A three-dimensional look at the diabolical green that drove Phil Mickelson mad

A three-dimensional look at the diabolical green that drove Phil Mickelson mad

SOUTHAMPTON, N.Y. — Phil Mickelson was the talk of the tournament on Saturday at the U.S. Open, and it all centered around his 13th green controversy.

Mickelson’s bogey putt from 18 feet missed the cup and started rolling off the green, but before it could Mickelson hit it back toward the cup while it was still moving. Citing Rule 14-5, the USGA penalized Mickelson two strokes.

“Phil didn’t purposely deflect or stop the ball, which is talked about in the reference under Rule 14-5, if you look at it,” said the USGA’s John Bodenhamer. “(Rule) 14-5 explicitly covers a player making a stroke at a moving ball, and so we operated under that rule.”

The Shinnecock greens have played fast all week, and they were giving players fits on Saturday. Zach Johnson even went as far as to say the USGA “lost the golf course.”

But despite the length of the grass and strength of the wind making these greens even faster, they are tough to begin with.
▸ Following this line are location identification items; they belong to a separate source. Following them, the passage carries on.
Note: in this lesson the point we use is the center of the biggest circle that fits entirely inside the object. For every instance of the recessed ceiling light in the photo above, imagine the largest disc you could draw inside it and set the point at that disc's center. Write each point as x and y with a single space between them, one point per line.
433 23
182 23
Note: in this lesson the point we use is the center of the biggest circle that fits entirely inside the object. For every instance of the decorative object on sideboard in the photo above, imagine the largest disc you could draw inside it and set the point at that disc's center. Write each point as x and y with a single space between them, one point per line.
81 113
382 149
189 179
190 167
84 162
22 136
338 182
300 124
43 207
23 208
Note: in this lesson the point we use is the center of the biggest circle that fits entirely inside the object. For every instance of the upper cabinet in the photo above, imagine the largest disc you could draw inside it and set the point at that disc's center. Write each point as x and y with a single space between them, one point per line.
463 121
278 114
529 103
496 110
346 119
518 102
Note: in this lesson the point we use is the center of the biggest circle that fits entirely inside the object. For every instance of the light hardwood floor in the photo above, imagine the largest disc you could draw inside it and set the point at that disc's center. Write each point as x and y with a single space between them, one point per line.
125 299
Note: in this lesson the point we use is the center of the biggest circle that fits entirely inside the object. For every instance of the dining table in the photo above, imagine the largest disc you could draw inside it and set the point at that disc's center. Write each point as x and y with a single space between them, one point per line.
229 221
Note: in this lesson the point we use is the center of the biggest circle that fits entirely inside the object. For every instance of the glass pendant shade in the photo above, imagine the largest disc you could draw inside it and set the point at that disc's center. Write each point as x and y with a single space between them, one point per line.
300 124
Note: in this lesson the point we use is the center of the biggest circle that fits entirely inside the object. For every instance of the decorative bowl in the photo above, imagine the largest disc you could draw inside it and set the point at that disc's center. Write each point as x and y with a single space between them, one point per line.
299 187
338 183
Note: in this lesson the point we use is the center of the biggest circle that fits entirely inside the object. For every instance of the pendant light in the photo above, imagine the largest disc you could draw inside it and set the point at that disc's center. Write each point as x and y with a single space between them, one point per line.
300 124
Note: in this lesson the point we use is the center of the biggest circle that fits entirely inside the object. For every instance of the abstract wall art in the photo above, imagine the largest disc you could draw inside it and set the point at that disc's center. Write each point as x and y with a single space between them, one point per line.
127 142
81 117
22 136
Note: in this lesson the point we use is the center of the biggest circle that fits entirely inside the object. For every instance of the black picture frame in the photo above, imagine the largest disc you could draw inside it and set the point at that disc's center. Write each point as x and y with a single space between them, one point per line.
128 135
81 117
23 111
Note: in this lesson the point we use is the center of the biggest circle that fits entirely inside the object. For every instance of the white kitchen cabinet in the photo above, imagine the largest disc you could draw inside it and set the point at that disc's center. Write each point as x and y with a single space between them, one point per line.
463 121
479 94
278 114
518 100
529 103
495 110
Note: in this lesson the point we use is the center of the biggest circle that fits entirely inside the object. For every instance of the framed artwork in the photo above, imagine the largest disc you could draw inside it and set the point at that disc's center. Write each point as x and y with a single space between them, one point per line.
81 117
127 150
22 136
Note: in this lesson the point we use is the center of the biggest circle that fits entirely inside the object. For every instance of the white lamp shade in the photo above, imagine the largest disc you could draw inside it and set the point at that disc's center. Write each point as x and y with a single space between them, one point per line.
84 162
Take a three-dimensional look at the 13th, which tormented Mickelson, below, courtesy of our friends at GolfLogix, whose new Putt Breaks green-reading feature helps users see speed, direction and breaks.

Mickelson’s initial putt — which he eventually stopped from rolling off the green — is represented by the red dot. The black dot is the pin location for the day, which was 13 paces on and six paces from the right edge. The arrows on the graphic show the contour and slope of the green, and you can see how much it falls off in the front and funnels balls dangerously close to the green-side bunker. Mickelson was well aware of it.

“It was going to go down in the same spot behind the bunker,” Mickelson said. “I wasn’t going to have a shot.”